The geopolitical backdrop remains fluid. The U.S. and Iran have agreed to an extended ceasefire, but shipping disruptions mean oil flows through the Strait of Hormuz may take weeks to normalise, and fuel prices are likely to stay elevated for months.


Automaker and executive responses

Renault has seen a marked increase in customer interest: Chief Executive Francois Provost told Reuters that the company's EV order book has risen by 50% in some countries since the Iran war began in late February, while cautioning that growth "will decrease" if fuel prices fall. Ford's Europe chief Jim Baumbick said the conflict has "increased customers interest" in EVs, but warned that the change in buying behaviour should not automatically be read as permanent.


Market dynamics for new and used EVs

One of the principal barriers to EV adoption has been higher upfront cost compared with internal combustion-engine cars. That obstacle is being attacked in part by manufacturers introducing cheaper electric models in Europe. Chinese automakers are broadening their European line-ups beyond larger vehicles into smaller hatchbacks; BYD, for example, launched its Dolphin G in Berlin last week.
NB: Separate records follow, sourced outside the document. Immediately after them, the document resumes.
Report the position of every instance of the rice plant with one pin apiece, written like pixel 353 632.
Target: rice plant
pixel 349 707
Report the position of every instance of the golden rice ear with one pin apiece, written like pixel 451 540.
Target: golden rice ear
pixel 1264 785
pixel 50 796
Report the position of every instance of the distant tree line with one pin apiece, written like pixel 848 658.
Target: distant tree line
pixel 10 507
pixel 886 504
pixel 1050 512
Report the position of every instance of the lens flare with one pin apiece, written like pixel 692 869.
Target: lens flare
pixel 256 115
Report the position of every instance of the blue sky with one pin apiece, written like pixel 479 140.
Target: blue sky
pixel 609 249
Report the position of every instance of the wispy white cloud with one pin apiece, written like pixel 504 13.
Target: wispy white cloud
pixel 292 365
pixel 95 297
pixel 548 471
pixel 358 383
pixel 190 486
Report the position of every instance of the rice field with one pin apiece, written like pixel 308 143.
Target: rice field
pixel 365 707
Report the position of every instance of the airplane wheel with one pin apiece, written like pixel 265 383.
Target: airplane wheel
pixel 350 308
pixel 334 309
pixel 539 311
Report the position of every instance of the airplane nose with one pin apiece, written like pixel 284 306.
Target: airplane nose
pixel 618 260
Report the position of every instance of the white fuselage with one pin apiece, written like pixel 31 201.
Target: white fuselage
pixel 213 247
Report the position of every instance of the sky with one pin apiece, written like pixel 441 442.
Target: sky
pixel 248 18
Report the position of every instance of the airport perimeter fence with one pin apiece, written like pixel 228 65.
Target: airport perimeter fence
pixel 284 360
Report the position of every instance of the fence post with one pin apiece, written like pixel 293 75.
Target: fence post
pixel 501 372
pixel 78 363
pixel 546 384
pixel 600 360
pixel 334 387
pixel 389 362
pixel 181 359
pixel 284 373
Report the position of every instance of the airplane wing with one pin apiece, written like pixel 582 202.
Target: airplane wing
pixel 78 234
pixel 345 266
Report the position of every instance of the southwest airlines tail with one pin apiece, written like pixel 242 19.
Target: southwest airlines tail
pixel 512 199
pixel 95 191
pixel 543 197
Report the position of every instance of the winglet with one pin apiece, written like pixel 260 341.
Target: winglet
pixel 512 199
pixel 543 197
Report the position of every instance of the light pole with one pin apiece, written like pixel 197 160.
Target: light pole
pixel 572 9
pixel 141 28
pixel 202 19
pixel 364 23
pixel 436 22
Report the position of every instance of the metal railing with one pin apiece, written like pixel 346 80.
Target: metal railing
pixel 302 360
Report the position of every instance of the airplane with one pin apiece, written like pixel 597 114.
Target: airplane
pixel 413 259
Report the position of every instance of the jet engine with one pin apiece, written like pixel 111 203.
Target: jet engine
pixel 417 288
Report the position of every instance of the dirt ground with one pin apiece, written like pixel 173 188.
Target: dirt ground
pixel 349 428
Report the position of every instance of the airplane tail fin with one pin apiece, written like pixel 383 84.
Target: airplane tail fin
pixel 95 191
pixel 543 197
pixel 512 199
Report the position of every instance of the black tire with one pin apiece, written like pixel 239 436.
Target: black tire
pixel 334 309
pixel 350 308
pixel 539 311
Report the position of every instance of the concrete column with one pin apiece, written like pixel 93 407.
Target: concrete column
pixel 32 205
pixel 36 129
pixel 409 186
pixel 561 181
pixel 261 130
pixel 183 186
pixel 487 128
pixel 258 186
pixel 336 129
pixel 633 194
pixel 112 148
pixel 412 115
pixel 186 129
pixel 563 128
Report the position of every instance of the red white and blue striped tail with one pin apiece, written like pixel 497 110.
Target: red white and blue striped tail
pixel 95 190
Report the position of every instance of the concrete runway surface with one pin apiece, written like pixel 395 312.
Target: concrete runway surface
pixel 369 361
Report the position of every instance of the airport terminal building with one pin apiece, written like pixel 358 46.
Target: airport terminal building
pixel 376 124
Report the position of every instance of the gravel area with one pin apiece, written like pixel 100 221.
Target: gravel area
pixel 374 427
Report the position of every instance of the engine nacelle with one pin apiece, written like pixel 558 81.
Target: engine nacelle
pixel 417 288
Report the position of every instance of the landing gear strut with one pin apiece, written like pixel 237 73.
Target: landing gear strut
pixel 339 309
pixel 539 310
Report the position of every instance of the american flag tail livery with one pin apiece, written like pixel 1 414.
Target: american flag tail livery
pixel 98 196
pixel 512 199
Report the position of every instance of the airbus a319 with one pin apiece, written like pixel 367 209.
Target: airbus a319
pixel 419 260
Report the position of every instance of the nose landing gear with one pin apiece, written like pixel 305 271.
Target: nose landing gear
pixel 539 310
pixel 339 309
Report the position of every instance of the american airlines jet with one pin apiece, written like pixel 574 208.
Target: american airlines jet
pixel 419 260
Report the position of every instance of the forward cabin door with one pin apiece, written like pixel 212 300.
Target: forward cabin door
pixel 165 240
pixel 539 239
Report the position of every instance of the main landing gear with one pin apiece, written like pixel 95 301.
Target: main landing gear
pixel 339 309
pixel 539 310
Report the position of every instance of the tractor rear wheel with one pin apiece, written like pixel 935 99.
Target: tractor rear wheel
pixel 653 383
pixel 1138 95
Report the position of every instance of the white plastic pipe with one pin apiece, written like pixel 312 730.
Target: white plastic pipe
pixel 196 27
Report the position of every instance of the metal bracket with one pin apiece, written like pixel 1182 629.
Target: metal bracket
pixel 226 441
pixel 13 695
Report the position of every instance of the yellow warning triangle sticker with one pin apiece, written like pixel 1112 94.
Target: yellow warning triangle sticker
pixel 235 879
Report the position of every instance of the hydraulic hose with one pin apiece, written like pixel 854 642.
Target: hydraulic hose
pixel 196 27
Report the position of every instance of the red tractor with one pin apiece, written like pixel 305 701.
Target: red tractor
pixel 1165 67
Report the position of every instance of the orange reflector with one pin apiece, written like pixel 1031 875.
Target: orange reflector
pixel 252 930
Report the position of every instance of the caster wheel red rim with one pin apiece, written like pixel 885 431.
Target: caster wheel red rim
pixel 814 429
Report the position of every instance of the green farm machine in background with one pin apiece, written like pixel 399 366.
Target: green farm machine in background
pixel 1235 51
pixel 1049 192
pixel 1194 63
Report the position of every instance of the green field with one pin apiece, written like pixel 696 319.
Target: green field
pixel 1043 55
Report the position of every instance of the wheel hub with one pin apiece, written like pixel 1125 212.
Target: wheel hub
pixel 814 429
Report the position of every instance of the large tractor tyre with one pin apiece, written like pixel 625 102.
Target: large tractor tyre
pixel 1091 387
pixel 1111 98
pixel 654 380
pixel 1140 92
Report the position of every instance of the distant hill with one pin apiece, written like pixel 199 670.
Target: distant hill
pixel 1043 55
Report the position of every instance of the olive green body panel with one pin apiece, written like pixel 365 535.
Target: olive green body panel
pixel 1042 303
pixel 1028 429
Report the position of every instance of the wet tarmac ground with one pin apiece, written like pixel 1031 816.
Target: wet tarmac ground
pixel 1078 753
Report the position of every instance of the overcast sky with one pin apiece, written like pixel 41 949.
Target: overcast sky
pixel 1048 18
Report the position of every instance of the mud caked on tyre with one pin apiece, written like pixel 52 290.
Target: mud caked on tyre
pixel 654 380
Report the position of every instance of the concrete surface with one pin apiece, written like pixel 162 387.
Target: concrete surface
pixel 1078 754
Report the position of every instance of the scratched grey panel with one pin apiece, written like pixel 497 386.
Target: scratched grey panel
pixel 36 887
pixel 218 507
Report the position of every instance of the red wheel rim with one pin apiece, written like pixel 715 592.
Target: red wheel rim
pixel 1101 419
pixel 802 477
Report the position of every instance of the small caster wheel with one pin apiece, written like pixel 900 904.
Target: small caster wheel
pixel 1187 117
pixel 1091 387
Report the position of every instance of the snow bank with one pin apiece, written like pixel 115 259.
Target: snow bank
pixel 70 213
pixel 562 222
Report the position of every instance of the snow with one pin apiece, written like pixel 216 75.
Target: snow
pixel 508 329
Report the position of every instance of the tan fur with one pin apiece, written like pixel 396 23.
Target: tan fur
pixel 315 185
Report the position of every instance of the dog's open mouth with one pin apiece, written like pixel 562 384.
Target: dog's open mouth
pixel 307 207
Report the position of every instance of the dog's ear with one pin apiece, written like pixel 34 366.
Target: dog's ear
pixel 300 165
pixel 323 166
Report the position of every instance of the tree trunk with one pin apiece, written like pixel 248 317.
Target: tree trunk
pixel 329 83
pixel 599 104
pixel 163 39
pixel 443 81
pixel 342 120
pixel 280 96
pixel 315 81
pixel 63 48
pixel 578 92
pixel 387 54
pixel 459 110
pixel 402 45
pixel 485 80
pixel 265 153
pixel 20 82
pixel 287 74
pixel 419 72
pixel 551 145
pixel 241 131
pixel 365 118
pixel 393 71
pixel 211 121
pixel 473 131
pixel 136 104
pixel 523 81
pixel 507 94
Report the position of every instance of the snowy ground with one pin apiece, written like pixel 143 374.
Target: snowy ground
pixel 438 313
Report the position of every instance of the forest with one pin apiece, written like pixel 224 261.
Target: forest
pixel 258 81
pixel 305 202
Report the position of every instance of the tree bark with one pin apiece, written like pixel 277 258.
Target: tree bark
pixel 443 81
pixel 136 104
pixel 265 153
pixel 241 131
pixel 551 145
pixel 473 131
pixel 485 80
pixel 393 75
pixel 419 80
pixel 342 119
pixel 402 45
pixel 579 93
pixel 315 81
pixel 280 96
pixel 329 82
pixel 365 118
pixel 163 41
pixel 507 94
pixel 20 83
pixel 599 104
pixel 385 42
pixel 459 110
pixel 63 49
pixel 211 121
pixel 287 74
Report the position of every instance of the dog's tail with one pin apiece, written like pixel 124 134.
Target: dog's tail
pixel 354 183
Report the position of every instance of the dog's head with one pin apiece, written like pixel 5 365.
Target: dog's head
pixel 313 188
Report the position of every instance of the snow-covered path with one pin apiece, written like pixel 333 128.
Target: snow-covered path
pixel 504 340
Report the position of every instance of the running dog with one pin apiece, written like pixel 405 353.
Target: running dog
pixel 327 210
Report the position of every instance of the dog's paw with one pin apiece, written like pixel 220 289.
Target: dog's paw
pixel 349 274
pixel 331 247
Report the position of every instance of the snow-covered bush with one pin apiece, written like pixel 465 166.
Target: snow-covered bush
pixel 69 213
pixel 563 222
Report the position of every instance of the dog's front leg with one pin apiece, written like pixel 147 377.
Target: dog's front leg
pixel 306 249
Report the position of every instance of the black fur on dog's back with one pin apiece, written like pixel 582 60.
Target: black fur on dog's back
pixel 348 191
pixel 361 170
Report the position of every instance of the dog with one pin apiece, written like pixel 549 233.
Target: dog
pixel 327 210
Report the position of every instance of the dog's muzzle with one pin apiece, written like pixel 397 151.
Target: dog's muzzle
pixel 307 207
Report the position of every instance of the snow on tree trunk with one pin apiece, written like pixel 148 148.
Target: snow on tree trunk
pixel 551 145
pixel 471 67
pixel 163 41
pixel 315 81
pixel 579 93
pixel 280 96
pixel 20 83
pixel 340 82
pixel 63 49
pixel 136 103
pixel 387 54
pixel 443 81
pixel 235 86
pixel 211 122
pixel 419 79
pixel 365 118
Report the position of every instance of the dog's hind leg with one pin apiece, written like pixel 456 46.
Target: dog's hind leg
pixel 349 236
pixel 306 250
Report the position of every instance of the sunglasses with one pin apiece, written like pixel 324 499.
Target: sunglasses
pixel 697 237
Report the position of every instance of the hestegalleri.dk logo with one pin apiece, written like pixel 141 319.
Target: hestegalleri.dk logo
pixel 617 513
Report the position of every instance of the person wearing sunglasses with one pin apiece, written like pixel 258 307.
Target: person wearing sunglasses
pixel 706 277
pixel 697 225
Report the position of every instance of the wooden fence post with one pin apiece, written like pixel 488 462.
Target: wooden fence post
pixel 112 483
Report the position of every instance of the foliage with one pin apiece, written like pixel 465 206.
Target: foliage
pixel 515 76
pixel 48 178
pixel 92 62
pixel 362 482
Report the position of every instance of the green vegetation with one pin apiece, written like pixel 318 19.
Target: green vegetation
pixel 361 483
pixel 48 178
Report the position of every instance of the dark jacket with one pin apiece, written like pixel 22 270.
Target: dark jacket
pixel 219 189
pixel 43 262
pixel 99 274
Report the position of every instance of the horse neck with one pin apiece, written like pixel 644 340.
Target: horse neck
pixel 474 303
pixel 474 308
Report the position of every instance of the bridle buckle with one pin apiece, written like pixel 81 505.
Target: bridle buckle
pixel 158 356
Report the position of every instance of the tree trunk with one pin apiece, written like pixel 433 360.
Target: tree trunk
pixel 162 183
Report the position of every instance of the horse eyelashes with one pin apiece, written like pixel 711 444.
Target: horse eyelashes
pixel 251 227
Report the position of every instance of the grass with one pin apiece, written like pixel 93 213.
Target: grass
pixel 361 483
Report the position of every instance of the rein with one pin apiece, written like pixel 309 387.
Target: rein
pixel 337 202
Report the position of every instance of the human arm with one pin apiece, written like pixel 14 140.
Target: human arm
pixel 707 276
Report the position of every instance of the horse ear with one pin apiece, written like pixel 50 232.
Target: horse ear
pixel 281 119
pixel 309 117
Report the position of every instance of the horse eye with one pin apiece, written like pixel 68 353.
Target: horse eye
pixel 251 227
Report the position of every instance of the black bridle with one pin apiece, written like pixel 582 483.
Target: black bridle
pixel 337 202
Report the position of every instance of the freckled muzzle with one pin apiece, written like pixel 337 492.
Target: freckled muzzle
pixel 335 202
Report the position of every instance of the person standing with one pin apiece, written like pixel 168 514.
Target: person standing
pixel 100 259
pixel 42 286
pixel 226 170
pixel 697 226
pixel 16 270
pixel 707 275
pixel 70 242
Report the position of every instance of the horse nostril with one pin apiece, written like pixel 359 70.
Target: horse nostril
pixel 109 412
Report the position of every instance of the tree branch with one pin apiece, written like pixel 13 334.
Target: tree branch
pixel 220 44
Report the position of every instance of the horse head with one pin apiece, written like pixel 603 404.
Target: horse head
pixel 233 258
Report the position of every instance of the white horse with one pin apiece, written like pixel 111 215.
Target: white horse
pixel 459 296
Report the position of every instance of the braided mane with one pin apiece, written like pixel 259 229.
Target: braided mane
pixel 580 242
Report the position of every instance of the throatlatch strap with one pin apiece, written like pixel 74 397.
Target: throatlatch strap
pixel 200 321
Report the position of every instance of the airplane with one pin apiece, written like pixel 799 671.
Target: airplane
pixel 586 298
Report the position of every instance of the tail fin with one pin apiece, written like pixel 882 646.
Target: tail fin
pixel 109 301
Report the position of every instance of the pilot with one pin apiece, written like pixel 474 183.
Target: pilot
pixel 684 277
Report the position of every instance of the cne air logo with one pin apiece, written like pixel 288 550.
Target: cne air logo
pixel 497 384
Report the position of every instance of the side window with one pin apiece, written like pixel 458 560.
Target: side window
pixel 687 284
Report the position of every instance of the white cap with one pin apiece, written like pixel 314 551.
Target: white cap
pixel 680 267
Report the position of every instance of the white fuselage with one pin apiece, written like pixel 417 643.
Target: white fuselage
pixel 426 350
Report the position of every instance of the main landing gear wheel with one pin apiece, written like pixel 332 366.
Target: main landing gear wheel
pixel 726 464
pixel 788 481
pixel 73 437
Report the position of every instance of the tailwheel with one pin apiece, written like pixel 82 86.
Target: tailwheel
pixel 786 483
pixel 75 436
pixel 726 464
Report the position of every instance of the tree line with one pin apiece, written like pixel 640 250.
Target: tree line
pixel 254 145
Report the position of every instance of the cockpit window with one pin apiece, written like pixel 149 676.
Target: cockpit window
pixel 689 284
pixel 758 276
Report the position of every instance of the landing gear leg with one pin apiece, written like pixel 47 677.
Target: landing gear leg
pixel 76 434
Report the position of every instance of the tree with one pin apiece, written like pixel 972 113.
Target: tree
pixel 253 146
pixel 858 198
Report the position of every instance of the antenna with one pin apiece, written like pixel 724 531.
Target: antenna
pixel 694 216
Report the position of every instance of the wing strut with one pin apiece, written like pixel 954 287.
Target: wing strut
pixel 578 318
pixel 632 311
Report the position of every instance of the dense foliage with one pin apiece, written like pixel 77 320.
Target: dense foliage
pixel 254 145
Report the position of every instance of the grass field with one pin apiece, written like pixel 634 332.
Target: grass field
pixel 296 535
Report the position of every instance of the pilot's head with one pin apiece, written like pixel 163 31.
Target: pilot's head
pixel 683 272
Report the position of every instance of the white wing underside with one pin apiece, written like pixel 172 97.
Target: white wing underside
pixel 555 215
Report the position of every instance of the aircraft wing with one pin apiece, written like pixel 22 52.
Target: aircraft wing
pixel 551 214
Market participants see the arrival of competitively priced Chinese models as a clear catalyst. Andy Palmer, a former Nissan executive who launched the mass-market Leaf EV, said: "Consumer interest in EVs is clearly stimulated by low-cost, very good Chinese cars arriving on the market."

Supply of used EVs is also increasing, and demand for those vehicles is strong. Online marketplace OLX reported that sales leads for Chinese brands in France jumped more than fourfold year-on-year in May. German online marketplace Carwow said EV interest - measured by vehicle configurations and purchase enquiries - has stabilised at 70% to 75%, up from roughly 40% earlier this year. "This development has long since evolved from a short-term effect to a sustainable trend," said Philipp Sayler von Amende, managing director of Carwow Germany.

Used EVs remain relatively inexpensive in many markets. Price reductions led by Tesla in 2023 pushed down resale values, though secondhand EV prices are now starting to firm as demand strengthens. Danish used-car platform Bilbasen expects used EV prices to rise 10% this year. In Britain, two- to four-year-old EVs typically trade for about 33% of their original price, compared with about 52% for petrol and diesel cars, according to dealer services firm Cox Automotive.

Philip Nothard, insight director at Cox Automotive, said that a growing supply of affordable new and used EVs should help sustain demand even if fuel prices moderate: "The market should stabilise," he said. "I very much doubt that we'll see a downturn."


Implications for markets and sectors

The interplay between elevated fuel costs, more affordable EV options and expanding charging infrastructure appears to be reshaping consumer interest across new-car and used-car markets in Europe. Automakers, used-car platforms and energy markets are the most directly affected sectors as buying patterns shift in response to both short-term price signals and structural changes in vehicle availability and affordability.

Risks

  • If petrol prices decline, the recent uplift in EV demand could diminish, affecting automakers' short-term sales and order books - impacting auto manufacturers and used-car markets.
  • Shipping and supply disruptions tied to the Iran conflict may take weeks to resolve, keeping oil flows through the Strait of Hormuz constrained and fuel prices elevated - impacting energy markets and consumer vehicle choice.
  • Resale prices for EVs remain sensitive to manufacturer pricing strategies; sharp cuts can pull down used values, introducing volatility into the used-car sector and dealer margins.